At the end Theroux spends time in the mountain city of San Cristóbal de las Casas among a self-governing community of Zapatistas, a movement that had its origin in demands for dignity and justice for the indigenous people of Chiapas. One of his language school friends inveigles him into a secret conversatorio, a conference of sorts – and I won’t say more, to avoid spoiling it. This is a fabulous section of the book (which is divided into five unequal parts). The experience offers the author a redemption of sorts.

Readers who have followed Theroux through the decades will find here an old friend, albeit a crusty one. Have his preoccupations changed since his youthful self travelled through Mexico by train forty years ago, the trip recounted in The Old Patagonian Express?
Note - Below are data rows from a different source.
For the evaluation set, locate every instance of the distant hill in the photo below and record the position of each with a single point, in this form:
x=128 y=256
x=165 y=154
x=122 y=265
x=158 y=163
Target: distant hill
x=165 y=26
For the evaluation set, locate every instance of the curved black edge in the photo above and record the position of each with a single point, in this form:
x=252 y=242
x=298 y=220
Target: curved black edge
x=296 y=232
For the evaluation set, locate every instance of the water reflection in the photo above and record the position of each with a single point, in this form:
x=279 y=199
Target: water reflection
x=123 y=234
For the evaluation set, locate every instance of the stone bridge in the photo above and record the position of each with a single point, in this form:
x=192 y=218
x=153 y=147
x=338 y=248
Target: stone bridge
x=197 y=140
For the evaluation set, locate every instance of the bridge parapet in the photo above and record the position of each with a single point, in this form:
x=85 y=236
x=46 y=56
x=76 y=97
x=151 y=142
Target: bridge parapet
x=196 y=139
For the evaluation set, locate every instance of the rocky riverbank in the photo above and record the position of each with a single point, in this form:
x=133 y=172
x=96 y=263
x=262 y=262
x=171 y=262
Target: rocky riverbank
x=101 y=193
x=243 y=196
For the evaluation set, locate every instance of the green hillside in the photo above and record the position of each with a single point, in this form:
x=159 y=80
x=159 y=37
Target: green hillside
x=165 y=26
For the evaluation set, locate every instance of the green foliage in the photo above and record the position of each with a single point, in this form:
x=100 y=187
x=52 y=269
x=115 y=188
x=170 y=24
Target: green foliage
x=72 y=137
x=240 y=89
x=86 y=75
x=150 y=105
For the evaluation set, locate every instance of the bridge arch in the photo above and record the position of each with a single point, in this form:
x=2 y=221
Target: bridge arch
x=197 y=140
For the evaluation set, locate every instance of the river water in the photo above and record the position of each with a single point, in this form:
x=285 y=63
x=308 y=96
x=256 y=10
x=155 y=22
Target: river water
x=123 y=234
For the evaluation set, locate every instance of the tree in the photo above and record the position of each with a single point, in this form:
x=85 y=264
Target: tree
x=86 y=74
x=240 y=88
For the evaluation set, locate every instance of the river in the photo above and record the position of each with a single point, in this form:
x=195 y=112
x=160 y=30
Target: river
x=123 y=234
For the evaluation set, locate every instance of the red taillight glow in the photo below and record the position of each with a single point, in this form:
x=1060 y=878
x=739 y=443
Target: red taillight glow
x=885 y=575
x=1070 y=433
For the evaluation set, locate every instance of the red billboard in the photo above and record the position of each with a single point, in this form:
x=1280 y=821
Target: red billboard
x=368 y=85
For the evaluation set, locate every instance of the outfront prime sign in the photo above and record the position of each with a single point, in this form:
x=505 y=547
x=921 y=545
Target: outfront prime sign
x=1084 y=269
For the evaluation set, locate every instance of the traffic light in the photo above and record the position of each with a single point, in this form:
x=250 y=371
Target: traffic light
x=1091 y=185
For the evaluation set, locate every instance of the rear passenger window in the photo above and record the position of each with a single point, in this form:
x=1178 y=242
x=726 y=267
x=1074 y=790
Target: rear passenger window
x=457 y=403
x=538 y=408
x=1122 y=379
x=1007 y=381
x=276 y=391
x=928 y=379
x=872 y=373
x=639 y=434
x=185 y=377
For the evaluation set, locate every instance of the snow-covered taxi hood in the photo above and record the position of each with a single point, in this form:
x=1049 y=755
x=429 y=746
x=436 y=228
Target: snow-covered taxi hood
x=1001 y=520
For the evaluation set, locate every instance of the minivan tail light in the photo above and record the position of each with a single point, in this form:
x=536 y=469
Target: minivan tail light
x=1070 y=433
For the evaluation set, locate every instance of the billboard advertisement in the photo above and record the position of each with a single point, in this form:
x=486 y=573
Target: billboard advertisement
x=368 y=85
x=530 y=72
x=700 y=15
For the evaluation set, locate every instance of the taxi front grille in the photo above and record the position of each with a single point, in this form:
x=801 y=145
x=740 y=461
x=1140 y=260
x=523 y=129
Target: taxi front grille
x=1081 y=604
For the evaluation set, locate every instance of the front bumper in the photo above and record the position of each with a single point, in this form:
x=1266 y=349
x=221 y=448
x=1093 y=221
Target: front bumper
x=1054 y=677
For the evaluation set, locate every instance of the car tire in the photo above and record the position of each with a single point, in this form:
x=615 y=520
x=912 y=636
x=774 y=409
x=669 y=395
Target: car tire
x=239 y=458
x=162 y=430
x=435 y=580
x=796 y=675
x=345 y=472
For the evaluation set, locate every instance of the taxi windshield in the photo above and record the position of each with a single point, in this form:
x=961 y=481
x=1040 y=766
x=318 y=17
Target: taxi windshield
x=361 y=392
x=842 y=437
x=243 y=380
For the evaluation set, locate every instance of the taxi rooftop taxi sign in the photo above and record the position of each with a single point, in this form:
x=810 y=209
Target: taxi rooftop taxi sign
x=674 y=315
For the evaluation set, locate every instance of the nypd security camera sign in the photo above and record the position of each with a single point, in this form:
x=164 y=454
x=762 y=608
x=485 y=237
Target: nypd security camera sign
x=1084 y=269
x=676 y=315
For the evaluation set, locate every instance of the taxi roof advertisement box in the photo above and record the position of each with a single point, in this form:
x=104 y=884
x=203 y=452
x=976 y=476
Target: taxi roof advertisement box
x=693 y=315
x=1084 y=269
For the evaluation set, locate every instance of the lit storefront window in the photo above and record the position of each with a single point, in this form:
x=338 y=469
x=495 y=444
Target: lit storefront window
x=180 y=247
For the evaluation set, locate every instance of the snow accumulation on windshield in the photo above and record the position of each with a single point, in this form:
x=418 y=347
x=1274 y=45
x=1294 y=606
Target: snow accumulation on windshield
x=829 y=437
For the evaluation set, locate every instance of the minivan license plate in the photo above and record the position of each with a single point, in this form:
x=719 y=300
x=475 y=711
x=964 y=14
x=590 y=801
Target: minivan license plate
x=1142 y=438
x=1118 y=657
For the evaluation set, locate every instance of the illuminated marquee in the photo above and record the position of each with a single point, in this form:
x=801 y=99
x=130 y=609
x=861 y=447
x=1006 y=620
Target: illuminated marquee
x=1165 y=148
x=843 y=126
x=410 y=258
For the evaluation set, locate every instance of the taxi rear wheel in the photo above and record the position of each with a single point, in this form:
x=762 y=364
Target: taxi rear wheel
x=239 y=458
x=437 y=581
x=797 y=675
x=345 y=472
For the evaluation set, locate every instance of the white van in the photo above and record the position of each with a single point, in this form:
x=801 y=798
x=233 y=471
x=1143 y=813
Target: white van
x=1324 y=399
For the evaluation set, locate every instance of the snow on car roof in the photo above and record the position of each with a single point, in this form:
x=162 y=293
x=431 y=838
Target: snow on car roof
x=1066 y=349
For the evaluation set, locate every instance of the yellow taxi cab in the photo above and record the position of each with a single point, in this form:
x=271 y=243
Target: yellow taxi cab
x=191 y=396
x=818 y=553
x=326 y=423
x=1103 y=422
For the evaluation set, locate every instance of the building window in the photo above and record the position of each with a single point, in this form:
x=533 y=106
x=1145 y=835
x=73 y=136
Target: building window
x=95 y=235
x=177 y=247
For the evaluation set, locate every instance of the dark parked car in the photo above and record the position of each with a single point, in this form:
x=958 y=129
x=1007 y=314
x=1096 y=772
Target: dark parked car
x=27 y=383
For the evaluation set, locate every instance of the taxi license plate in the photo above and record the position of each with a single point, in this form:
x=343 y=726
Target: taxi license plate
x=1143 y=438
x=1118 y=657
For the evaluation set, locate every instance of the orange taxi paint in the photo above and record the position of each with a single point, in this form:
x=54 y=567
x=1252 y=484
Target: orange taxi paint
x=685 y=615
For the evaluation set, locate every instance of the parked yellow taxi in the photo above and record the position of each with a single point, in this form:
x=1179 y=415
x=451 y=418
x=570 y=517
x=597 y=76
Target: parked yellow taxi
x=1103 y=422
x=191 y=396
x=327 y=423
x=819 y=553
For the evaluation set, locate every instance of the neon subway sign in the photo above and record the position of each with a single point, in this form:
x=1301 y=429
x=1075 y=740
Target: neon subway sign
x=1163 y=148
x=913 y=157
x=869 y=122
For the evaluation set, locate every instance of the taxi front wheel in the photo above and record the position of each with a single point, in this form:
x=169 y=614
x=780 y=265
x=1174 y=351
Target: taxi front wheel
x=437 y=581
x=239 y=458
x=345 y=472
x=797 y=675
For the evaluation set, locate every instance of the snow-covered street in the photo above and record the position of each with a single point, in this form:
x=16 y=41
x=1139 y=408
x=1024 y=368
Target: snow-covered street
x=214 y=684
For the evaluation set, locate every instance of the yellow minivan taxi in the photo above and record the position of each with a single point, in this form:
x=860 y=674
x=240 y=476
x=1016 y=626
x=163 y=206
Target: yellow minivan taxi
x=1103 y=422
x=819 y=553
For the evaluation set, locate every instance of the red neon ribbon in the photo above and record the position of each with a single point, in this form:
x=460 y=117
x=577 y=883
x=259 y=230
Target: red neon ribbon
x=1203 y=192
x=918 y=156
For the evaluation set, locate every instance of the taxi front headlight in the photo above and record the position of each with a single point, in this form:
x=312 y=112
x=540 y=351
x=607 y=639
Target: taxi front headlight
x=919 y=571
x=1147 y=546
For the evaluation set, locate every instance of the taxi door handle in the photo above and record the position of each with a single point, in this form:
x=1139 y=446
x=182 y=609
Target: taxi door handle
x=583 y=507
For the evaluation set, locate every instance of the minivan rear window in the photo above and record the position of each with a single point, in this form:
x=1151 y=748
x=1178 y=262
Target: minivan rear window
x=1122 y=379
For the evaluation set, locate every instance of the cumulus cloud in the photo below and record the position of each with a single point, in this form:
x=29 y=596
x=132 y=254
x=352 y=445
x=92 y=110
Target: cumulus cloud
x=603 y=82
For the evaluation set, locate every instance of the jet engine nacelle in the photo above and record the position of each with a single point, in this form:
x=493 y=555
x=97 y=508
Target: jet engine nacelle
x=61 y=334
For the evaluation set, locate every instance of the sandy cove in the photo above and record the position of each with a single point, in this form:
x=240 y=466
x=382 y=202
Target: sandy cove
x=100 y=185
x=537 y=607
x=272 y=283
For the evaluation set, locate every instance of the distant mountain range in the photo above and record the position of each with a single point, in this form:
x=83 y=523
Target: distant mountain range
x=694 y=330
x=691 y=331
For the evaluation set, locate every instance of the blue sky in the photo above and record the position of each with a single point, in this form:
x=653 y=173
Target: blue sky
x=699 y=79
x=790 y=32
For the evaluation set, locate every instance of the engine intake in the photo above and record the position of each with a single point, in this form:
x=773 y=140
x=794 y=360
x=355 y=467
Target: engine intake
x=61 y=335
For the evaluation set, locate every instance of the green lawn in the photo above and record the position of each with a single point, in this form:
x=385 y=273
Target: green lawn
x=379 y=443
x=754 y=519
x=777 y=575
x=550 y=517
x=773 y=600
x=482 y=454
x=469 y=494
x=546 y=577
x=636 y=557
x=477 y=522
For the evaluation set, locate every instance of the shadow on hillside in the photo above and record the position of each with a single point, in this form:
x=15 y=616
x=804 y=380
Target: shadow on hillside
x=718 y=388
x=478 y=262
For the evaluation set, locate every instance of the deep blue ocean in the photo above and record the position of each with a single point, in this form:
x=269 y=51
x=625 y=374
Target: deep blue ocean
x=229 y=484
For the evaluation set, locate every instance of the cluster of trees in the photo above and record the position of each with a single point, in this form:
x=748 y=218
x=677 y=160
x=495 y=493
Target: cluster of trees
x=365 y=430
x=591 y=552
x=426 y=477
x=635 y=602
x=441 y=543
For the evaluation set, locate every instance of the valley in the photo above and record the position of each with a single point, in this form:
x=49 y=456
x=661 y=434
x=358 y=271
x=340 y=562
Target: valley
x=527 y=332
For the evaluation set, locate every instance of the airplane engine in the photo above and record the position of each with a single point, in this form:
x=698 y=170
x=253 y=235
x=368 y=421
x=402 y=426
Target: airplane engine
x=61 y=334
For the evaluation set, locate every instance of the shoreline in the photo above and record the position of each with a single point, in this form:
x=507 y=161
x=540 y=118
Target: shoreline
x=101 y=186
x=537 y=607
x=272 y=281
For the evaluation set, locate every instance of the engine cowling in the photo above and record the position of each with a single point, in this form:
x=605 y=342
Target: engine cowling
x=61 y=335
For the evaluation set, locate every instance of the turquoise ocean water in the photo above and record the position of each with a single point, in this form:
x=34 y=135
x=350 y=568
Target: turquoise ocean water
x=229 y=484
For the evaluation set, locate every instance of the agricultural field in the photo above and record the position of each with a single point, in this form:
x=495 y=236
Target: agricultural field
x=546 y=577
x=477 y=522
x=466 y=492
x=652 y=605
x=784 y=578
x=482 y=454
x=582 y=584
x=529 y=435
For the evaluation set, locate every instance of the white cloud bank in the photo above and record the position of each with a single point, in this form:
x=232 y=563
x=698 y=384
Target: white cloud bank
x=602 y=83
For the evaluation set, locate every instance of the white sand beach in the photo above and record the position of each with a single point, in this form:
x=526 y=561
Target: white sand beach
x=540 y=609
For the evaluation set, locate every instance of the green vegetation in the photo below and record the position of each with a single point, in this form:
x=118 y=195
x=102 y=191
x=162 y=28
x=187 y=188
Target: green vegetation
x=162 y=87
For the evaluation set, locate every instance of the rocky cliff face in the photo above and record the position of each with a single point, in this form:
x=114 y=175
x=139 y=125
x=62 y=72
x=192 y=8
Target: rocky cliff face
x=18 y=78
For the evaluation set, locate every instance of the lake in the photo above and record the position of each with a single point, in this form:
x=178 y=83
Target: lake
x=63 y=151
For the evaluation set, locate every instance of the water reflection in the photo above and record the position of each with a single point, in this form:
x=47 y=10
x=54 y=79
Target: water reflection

He refers to decrepitude quite a bit, complains less and writes about food more – perhaps small pleasures are accentuated in senescence. (He describes, gorgeously, ‘an anthology of black clotted beans’ he sees in a restaurant.) But most of all he looks more deeply into a divided country and tries to make sense of it. On the Plain of Snakes is a superb book from a master of his craft, and perhaps the author’s best yet. A few young authors are making headway in the travel genre Theroux practically reinvented in the 1970s. But they still can’t touch him.